Without an understanding of concepts like private property, commercial transactions and choice, how do you explain to a communist about renting office space in the US?
The question sounds like the start of a joke in search of a punchline, but this conundrum faced Tong Kim during his 27 years as a senior translator with the US State Department. He has been party to some of the most sensitive negotiations between the US and communist North Korea.
The difficulties of his job were highlighted when representatives of the two countries discussed opening liaison offices in each other's capital. One US negotiator was tickled at the idea of a North Korean real estate agent pounding the streets of Washington in search of office space.
'Not only is there no transaction between people or between entities in North Korea, but no brokering system by real estate brokers. So this kind of stuff doesn't translate very well,' Mr Kim said. 'As an interpreter, you are meant to say what is said without adding. But once you know yourself that 'this guy will have no idea what I am talking about', you have to give them almost a lecture.'
For more than a decade, Mr Kim attended almost every high-level US-North Korea meeting. Since his retirement, he has ruffled feathers in Seoul and Washington by using his intimate knowledge of diplomatic proceedings between the two states to question the viability of an agreement reached at multilateral talks two months ago over Pyongyang's suspected nuclear weapons programme.
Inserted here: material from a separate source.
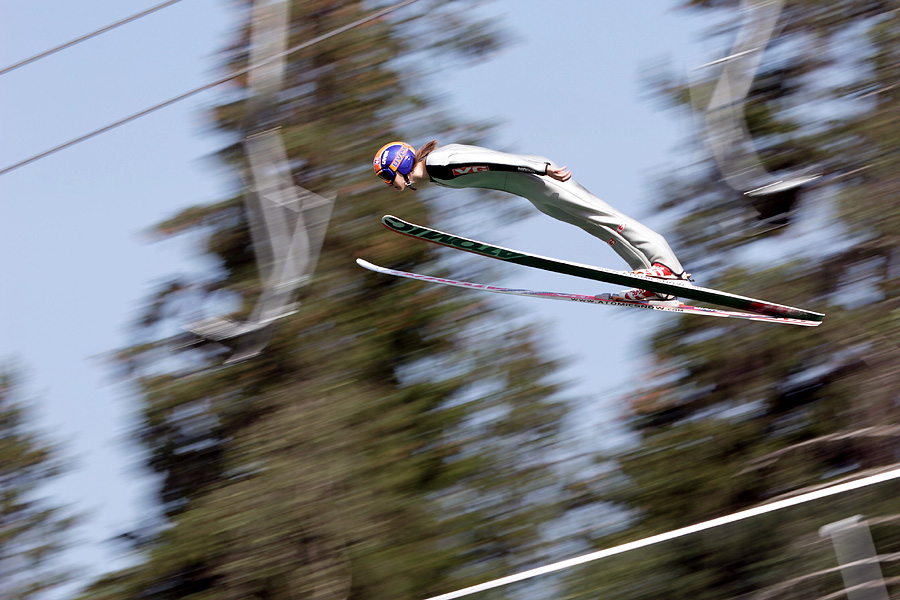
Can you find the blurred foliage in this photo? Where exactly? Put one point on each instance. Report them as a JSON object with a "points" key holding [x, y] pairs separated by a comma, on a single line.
{"points": [[388, 442], [32, 532], [739, 414]]}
Mr Kim has described the statement of principles hammered out after three previously fruitless rounds as a 'linguistic minefield', full of 'hidden meanings and obfuscations'.
According to the statement - agreed by the US, the two Koreas, China, Japan and Russia - North Korea has committed itself to 'abandoning all nuclear weapons and existing nuclear programmes'. But Mr Kim says the verb pogi hada (to abandon) used in the Korean translation 'can be interpreted to mean leaving the weapons in place rather than dismantling them'.